Intermittently, during BOSH tasks such as "bosh deploy", you might encounter failures such as Cannot connect to the monit daemon, example snippet below,

 
L Error: Action Failed get_task: Task 4e2d3e05-be15-471b-5220-ec67584b08a9 result: Stopping Monitored Services: Stop all services: Running command: 'monit stop -g vcap', stdout: '', stderr: 'monit-actual: > Cannot connect to the monit daemon. Did you start it with http support?
monit-actual: Cannot connect to the monit daemon. Did you start it with http support?
': exit status 1
Task 2924 | 01:14:03 | Error: Action Failed get_task: Task 4e2d3e05-be15-471b-5220-ec67584b08a9 result: Stopping Monitored Services: Stop all services: Running command: 'monit stop -g vcap', stdout: '', stderr: 'monit-actual: > Cannot connect to the monit daemon. Did you start it with http support?
monit-actual: Cannot connect to the monit daemon.
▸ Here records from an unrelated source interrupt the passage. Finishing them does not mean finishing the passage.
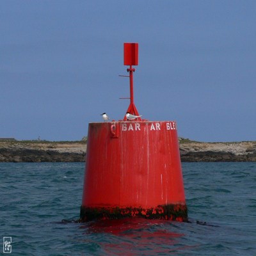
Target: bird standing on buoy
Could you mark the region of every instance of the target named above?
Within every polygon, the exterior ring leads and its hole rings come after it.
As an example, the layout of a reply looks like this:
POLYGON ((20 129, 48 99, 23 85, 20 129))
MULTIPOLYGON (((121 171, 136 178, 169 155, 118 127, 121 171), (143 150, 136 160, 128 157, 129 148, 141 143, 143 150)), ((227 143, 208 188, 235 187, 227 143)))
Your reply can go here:
POLYGON ((126 113, 125 116, 126 116, 126 118, 128 120, 134 120, 136 118, 138 118, 139 117, 142 116, 142 115, 141 115, 141 116, 136 116, 134 115, 130 114, 129 112, 126 113))
POLYGON ((105 122, 109 120, 109 118, 108 116, 106 113, 103 113, 102 114, 100 115, 100 116, 102 116, 102 118, 105 122))

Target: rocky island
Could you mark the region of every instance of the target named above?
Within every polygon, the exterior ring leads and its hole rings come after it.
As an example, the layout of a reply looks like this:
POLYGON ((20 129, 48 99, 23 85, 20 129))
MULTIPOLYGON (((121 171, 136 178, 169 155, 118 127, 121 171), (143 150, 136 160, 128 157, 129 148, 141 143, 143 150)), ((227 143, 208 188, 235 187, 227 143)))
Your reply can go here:
MULTIPOLYGON (((179 140, 182 162, 256 161, 256 141, 179 140)), ((77 141, 0 140, 0 162, 84 162, 86 153, 86 139, 77 141)))

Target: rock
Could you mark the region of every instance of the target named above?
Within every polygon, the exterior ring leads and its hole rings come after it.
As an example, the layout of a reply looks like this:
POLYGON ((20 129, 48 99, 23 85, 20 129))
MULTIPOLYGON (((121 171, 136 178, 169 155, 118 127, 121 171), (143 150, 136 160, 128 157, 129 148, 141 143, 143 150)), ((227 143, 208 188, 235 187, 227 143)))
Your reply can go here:
MULTIPOLYGON (((256 161, 256 141, 205 143, 179 139, 182 162, 256 161)), ((84 162, 81 141, 0 141, 0 162, 84 162)))

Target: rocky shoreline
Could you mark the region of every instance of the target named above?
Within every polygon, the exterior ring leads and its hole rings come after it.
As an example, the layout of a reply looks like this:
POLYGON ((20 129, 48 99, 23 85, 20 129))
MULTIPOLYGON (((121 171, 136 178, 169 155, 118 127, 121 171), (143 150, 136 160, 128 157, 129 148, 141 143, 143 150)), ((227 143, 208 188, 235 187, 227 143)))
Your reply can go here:
MULTIPOLYGON (((180 138, 182 162, 256 161, 256 141, 206 143, 180 138)), ((84 162, 86 141, 0 141, 0 162, 84 162)))

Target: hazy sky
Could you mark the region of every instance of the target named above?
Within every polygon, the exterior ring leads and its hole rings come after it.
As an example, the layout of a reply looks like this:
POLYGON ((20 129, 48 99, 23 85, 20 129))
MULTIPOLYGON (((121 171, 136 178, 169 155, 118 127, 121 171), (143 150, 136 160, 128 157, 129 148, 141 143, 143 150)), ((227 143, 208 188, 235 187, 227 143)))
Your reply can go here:
POLYGON ((256 140, 256 1, 0 2, 0 138, 80 140, 129 96, 124 42, 139 44, 134 102, 179 136, 256 140))

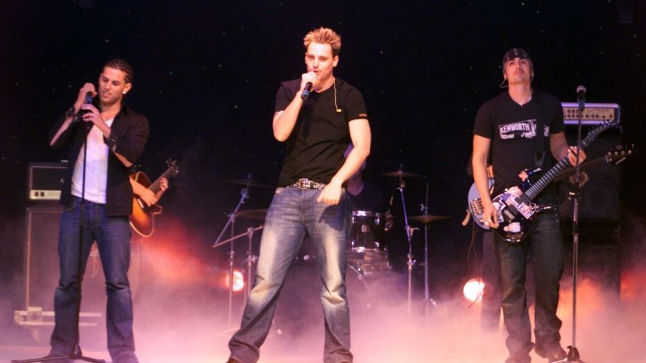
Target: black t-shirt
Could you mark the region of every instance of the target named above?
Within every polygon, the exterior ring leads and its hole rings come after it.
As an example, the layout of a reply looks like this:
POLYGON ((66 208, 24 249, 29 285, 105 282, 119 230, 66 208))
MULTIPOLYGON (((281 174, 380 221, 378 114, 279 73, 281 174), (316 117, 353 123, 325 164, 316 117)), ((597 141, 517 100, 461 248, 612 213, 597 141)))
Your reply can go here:
MULTIPOLYGON (((298 113, 296 124, 287 140, 285 157, 278 186, 287 186, 300 178, 328 184, 345 161, 343 152, 350 142, 348 123, 368 118, 359 91, 337 78, 321 93, 312 91, 298 113)), ((284 110, 296 96, 300 79, 283 82, 276 94, 275 111, 284 110)))
MULTIPOLYGON (((534 91, 532 100, 520 106, 504 92, 486 102, 478 111, 473 133, 491 139, 490 154, 495 180, 494 195, 506 188, 518 185, 518 173, 536 167, 534 154, 537 120, 544 126, 543 148, 545 152, 543 172, 554 164, 550 150, 550 134, 565 129, 563 108, 559 99, 549 94, 534 91)), ((539 199, 552 199, 556 191, 554 184, 539 195, 539 199)))
POLYGON ((364 188, 357 195, 350 195, 350 206, 352 211, 384 213, 386 206, 384 204, 384 194, 382 190, 375 184, 364 182, 364 188))

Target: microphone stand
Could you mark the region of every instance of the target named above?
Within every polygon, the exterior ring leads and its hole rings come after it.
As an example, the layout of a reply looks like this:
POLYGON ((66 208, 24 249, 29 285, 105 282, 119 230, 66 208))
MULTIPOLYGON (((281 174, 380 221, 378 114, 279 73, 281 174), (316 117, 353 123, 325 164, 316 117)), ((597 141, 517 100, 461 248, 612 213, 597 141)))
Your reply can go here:
MULTIPOLYGON (((80 117, 80 115, 76 116, 76 117, 80 117)), ((74 121, 72 121, 74 122, 74 121)), ((85 121, 81 121, 84 123, 85 121)), ((85 124, 83 123, 83 126, 86 127, 85 124)), ((80 299, 81 299, 81 286, 83 283, 83 224, 85 224, 85 167, 87 163, 87 137, 90 135, 90 130, 92 130, 92 126, 90 127, 87 132, 85 134, 85 140, 83 141, 83 183, 80 188, 80 201, 79 206, 79 216, 78 216, 78 260, 76 265, 76 276, 78 276, 78 281, 77 283, 78 287, 76 289, 76 315, 74 317, 74 321, 76 323, 76 330, 74 330, 74 346, 72 348, 71 352, 66 355, 51 355, 43 357, 42 358, 36 358, 31 360, 12 360, 11 363, 31 363, 34 362, 49 362, 50 360, 84 360, 85 362, 91 362, 92 363, 105 363, 105 361, 103 360, 90 358, 90 357, 85 357, 83 355, 83 351, 80 350, 80 345, 78 344, 80 340, 80 333, 78 329, 79 324, 79 317, 80 315, 80 299)))
POLYGON ((235 239, 233 237, 233 233, 235 230, 235 216, 236 212, 240 209, 240 206, 244 204, 245 200, 249 198, 249 186, 246 185, 244 188, 240 191, 240 200, 238 201, 238 205, 235 206, 235 209, 229 214, 229 220, 227 220, 226 224, 224 225, 224 228, 222 229, 222 231, 220 232, 220 235, 218 236, 218 238, 215 240, 215 242, 213 243, 212 247, 216 247, 221 243, 224 243, 227 241, 231 241, 229 249, 229 312, 228 312, 228 324, 231 325, 233 321, 233 262, 234 256, 235 256, 235 251, 233 250, 233 240, 235 239), (227 227, 231 226, 231 238, 227 240, 226 241, 220 242, 220 240, 222 239, 222 236, 224 235, 224 232, 226 231, 227 227))
POLYGON ((579 110, 577 112, 578 121, 577 127, 577 162, 575 165, 575 188, 572 193, 572 345, 568 346, 568 357, 566 362, 581 362, 579 350, 577 348, 577 277, 579 271, 579 177, 580 163, 579 152, 581 150, 581 125, 583 111, 586 108, 585 100, 579 100, 579 110))
POLYGON ((406 186, 406 183, 404 182, 404 178, 402 177, 399 177, 399 186, 397 188, 399 190, 400 194, 402 196, 402 209, 404 213, 404 225, 406 229, 406 239, 408 240, 408 254, 407 258, 408 260, 407 261, 407 265, 408 266, 408 297, 407 297, 407 312, 408 313, 409 317, 411 315, 411 302, 412 301, 412 293, 413 293, 413 266, 415 265, 416 260, 413 259, 413 243, 411 239, 413 238, 413 232, 416 228, 411 228, 410 224, 408 224, 408 214, 406 213, 406 201, 404 199, 404 187, 406 186))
Did you start it with http support?
': exit status 1
 

Background

  • The error was caused by a TCP RESET ("Connection Refused") being dropped by the current firewall rule "...` ! --cgroup xxx -j DROP`". Rather than closing the socket, this left the socket lingering in a `LAST-ACK` state for approximately 106-108 seconds. When "monit" is heavily active, that lingering socket could be randomly selected by a subsequent monit call, forcing a timeout.
  • The RESET was being dropped because it came from a kernel, which does not belong to the correct cgroup because the kernel does not belong to any cgroups because the kernel is not a process.
  • The reason the kernel is delivering the packet is that the sender with the correct cgroup is gone (has exited) and kernel is left with the responsibility of delivering the packet, and when the associated iptables rule is checked, there is no associated cgroup to the RESET packet, so the packet gets dropped, leaving a dangling connection.

 

Workaround 

 

The fix is included in the Stemcell itself, as a workaround, you can apply this iptables command to any VM within the deployment using the Stemcell (including Bosh director vm):
 

iptables -t mangle -I POSTROUTING -d 127.0.0.1/32 -p tcp -m tcp --dport 2822 -m state --state ESTABLISHED,RELATED -j ACCEPT


For Bosh Director VM ssh:
 

-Locate and copy the Director's password in Operations Manager under BOSH tile >> credential >> VM credentials.
-Run ssh -o StrictHostKeyChecking=no vcap@<bosh vm ip>  to ssh as 'vcap' user.

 


This command resolves by inserting a rule which allows all packets that are already established.

 

Note: It is highly likely that you would need to re-run the command after any recreate of the bosh VM,  this is because if you use the iptables command, it would persist the new rules onto either ephemeral or root disk for the VM. Only persistent disks survive a recreate of the VM.




Environment

OS: 2.10.47-build.562

Resolution

Engineering has included the fix into the Stemcell. If you face this issue would need to be using Jammy v1.64+ stemcell or Xenial v621.364+  and should be able to upload the fixed stemcell within Operations Manager and assign it to the tile having monit issues, including the BOSH Director.